Goal: Find an article using a publicly available dataset with a table or figure that you can replicate

  1. If you answered “YES” to Q1 or Q2 in Part 1 and “NO” to Q3 for any of your five articles above, then you should feel free to use that article and the publicly available data associated with it for Part 2 and for the remaining Project Assignments.
    • Under Part 2 in your RMD file, re-list the selected article’s full citation and a link to the article’s DOI.
    • Describe where the data are located for public access, and include a link to the publicly available data associated with the article.
  2. Whether you selected an eligible article in Part 1 or not, you should familiarize yourself with the ICPSR and NACJD websites.
    • ICPSR, or the Inter-university Consortium for Political and Social Research, is an international consortium comprised of over 750 academic and research institutions that provides a host of services, including data archiving, data curation, and training in data access and analysis. ICPSR’s data archive contains “more than 250,000 files in social and behavioral sciences” and “hosts 21 specialized collections of data in education, aging, criminal justice, substance abuse, terrorism, and other fields” (see “About ICPSR”).
      • NACJD, or the National Archive of Criminal Justice Data, is one of ICPSR’s specialized collections. NACJD “archives and disseminates data on crime and justice for secondary analysis,” and its archive “contains data from over 2,700 curated studies or statistical data series.”

It’s worth familiarizing yourself with the ICPSR webpage for a specific dataset as it has some pretty standard things that can be useful. Here, we’ll use Wave 1 of the National Youth Survey from 1976. You’ll learn more about the NYS data in your next R assignment. For right now I just want to walk you through a typical ICPSR landing page.

ICPSR landing page for National Youth Survey, Wave 1, 1976

ICPSR landing page for National Youth Survey, Wave 1, 1976

Under the “At A Glance” tab, it provides a basic overview of the data including a a summary, citation, funding sources, restrictions, as well as some basics about the scope and methodology of the project. Another potentially useful thing for students is the “Data-related Publications” tab:

Finding Data-Related Publications on ICPSR

Finding Data-Related Publications on ICPSR

This provides a list of the publications that have used Wave 1 of the NYS data series. It can provide you with some potential studies that may be of interest for replicating or, if you are trying to use this data for original research, see what exactly has been done with this data before. There is other stuff to peruse on each specific data’s ICPSR site, but for this class, an important feature is the “Data & Documentation” tab.
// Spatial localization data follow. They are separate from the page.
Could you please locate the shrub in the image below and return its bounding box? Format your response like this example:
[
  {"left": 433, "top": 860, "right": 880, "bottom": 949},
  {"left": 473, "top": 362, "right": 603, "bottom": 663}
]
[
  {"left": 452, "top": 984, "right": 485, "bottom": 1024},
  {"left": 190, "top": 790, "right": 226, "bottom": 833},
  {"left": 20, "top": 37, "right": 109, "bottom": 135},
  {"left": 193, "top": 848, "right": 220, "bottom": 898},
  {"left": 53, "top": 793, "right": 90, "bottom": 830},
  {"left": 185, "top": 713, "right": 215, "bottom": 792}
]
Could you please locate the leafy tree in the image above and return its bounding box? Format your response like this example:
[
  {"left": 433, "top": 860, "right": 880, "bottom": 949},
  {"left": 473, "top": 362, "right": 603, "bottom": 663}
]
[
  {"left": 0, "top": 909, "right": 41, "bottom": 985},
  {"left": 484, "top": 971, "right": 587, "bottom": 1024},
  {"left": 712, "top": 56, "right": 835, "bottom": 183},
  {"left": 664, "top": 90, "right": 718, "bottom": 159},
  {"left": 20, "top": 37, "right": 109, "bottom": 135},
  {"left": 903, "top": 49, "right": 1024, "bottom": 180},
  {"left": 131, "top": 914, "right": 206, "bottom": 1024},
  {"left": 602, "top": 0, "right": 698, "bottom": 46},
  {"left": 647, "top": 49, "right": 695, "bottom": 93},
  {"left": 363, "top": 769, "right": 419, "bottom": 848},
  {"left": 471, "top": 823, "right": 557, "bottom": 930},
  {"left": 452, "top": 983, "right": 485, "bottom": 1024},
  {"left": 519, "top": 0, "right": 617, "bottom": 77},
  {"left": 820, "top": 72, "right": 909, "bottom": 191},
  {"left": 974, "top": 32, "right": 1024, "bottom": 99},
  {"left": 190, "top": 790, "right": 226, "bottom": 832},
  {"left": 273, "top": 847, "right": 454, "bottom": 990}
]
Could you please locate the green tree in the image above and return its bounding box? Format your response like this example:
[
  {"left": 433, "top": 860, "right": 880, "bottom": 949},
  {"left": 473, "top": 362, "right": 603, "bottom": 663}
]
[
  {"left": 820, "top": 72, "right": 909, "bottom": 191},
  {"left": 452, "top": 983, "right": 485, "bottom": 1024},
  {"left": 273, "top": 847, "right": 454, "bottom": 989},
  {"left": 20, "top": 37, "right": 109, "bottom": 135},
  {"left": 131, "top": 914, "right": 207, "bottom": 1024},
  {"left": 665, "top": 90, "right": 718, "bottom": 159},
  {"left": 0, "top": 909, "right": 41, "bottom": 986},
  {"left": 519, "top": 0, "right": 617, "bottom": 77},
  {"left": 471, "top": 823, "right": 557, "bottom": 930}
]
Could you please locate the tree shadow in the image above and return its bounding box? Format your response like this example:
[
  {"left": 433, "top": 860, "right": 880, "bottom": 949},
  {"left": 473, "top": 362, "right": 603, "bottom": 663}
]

This is where you can actually download the data.

Finding Data & Documentation Files on ICPSR

Finding Data & Documentation Files on ICPSR

If you wanted to download the data, along with the codebook, setup files, and anything else associated with the dataset (this is not necessary for this assignment), you would click on the download icon.

Manually Downloading Data from ICPSR's Website

Manually Downloading Data from ICPSR’s Website

  1. If you did not find an eligible article in Part 1 to use in Part 2 and remaining Project Assignments, then do the following:
    • Search ICPSR and/or NACJD for a dataset that is relevant to your research interests and available for public download.
    • Under Part 2 in your RMD file, include the dataset title, the ICPSR study number, and a link to the data page.
    • As you can see in the image below, the ICPSR and NACJD websites have very similar formats, including all the same tabs reviewed above (e.g., “Data & Documentation;”Data-related Publications”). Use the “Data-related Publications” tab in either website to search for and find an eligible article of interest for this project. You might also wish to search Google Scholar for your topic of interest alongside the dataset name.
    • Under Part 2 in your RMD file, in addition to listing the data information, list the selected article’s full citation and a link to the article’s DOI.
Finding data-related publications with ICPSR & NACJD

Finding data-related publications with ICPSR & NACJD

  1. Irrespective of the path you took to select an article and dataset (e.g., found in Part 1 or via ICPSR/NACJD search in Part 2), you should answer the following questions in Part 2 of your RMD file:
    • Is there only one datafile associated with the article you selected? For instance, does the article use data from only one source or rely on only one wave of a longitudinal dataset, or does the article appear to rely on multiple sources of data or multiple waves of data from a longitudinal design?
    • Does the article include a simple table or figure that presents basic descriptive statistics? If so, what is the title and page number of the table or figure?
    • Is the data available on ICPSR? If so, what is the ICPSR study number? If not, where is the data available?
  2. Upon completing the assignment, “knit” your final RMD file and save the final knitted HTML document to your “Assignments” folder in your LastName_P680_work folder as: LastName_P680_ProjAssign1_YEAR_MO_DY.
    • Inside the “LastName_P680_commit” folder in our shared folder, create another folder named: Project Assignment 1.
    • To submit your assignment for grading, save copies of both your (1) “ProjAssign1” HTML file and (2) your “ProjAssign1_RMD file” into the LastName_P680_commit > Project Assignment 1 folder.